25 And He spoke and raised a stormy wind,
Which rolled high the waves thereof.
26 They went up to the sky, they went down to the depths,
Their soul melted in trouble.
27 They went round and round and staggered like one drunk,
And all their wisdom forsook them [was swallowed up].
28 And they cried to Jehovah in their distress,
From their trouble He brought them out.
29 He stilled the storm into a light air,
And hushed were their waves.
30 And they were glad because these were quieted,
And He brought them to the haven of their desire.
31 Let them give thanks to Jehovah [for] His loving-kindness
And His wonders to the sons of men.
32 And let them exalt Him in the assembly of the people,
And praise Him in the session of the elders.
33 He turned rivers into a wilderness,
And water-springs into thirsty ground,
34 A land of fruit into a salt desert,
For the wickedness of the dwellers in it.
35 He turned a wilderness into a pool of water,
And a dry land into water-springs.
36 And He made the hungry to dwell there,
And they found an inhabited city.
37 And they sowed fields and planted vineyards,
And these yielded fruits of increase.
38 And He blessed them and they multiplied exceedingly,
And their cattle He diminished not.
39 And they were diminished and brought low,
By the pressure of ill and sorrow.
40 "He pours contempt on princes,
And makes them wander in a pathless waste."
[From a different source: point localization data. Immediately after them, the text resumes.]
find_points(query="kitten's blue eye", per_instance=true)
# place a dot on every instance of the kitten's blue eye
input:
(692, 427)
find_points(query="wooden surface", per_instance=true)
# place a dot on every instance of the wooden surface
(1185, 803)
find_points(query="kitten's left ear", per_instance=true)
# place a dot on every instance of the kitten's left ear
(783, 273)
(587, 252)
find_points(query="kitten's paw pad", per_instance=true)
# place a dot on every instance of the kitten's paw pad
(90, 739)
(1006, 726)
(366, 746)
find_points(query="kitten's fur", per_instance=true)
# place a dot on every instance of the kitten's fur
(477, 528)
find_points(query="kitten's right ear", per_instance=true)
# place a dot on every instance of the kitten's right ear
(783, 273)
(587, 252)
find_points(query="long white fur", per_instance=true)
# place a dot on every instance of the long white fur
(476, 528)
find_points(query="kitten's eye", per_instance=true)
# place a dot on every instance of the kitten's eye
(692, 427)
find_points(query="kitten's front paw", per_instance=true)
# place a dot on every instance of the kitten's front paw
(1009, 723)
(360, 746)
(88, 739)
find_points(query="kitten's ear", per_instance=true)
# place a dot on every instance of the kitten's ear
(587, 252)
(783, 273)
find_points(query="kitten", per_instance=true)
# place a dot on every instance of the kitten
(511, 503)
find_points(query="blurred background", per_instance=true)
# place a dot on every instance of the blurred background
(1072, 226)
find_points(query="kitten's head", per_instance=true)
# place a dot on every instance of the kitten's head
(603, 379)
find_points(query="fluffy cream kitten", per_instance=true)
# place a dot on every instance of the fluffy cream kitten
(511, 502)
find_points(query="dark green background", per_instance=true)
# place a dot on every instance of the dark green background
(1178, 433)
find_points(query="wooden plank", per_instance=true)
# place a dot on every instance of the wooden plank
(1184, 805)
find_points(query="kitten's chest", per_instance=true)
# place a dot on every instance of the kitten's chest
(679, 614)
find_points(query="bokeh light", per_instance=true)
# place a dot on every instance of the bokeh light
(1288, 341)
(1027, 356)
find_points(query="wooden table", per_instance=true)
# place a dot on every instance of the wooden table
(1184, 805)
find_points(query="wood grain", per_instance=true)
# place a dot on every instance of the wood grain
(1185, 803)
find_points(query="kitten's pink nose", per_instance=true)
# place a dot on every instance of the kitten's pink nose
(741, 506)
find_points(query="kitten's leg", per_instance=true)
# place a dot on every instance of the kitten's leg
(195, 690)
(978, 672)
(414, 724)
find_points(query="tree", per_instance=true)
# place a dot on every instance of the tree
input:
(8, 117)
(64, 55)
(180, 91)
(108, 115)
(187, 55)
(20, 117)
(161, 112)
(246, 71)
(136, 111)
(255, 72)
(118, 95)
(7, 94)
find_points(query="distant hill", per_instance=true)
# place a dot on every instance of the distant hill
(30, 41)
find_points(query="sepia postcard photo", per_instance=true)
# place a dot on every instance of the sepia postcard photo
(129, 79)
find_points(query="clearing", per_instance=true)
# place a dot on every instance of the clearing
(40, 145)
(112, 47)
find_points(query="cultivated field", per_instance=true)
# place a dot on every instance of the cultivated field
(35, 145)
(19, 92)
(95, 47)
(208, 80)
41 He lifted the needy out of affliction,
And made families like a flock.
42 The upright see it and rejoice,
And all perverseness stops its mouth.
43 Whoso is wise, let him observe these things,
And let them understand the loving-kindnesses of Jehovah.
Notwithstanding the division of Books which separates Psalm cvii. from the two preceding, it is a pendant to these. The "gathering from among the heathen" prayed for in Psalm cvi. 47 has here come to pass (ver. 3). The thanksgiving which there is regarded as the purpose of that restoration is here rendered for it. Psalm cv. had for theme God's mercies to the fathers. Psalm cvi. confessed the hereditary faithlessness of Israel and its chastisement by calamity and exile. Psalm cvii. begins with summoning Israel as "the redeemed of Jehovah," to praise Him for His enduring loving-kindness in bringing them back from bondage, and then takes a wider flight, and celebrates the loving Providence which delivers, in all varieties of peril and calamity, those who cry to God. Its vivid pictures of distress and rescue begin, indeed, with one which may fairly be supposed to have been suggested by the incidents of the return from exile; and the second of these, that of the liberated prisoners, is possibly coloured by similar reminiscences; but the great restoration is only the starting-point, and the bulk of the psalm goes further afield. Its instances of Divine deliverance, though cast into narrative form, describe not specific acts, but God's uniform way of working. Wherever there are trouble and trust, there will be triumph and praise. The psalmist is propounding a partial solution of the old problem—the existence of pain and sorrow. They come as chastisements. If terror or misery drive men to God, God answers, and deliverance is assured, from which fuller-toned praise should spring. It is by no means a complete vindication of Providence, and experience does not bear out the assumption of uniform answers to prayers for deliverance from external calamities, which was more warranted before Christ than it is now; but the essence of the psalmist's faith is ever true—that God hears the cry of a man driven to cry by crushing burdens, and will give him strength to bear and profit by them, even if He does not take them away.
The psalm passes before us a series of pictures, all alike in the disposition of their parts, and selected from the sad abundance of troubles which attack humanity. Travellers who have lost their way, captives, sick men, storm-tossed sailors, make a strangely miscellaneous company, the very unlikenesses of which suggest the width of the ocean of human misery. The artistic regularity of structure in all the four strophes relating to these cannot escape notice. But it is more than artistic. Whatever be a man's trouble, there is but one way out of it—to cry to God. That way is never vain. Always deliverance comes, and always the obligation of praise lies on the "redeemed of Jehovah."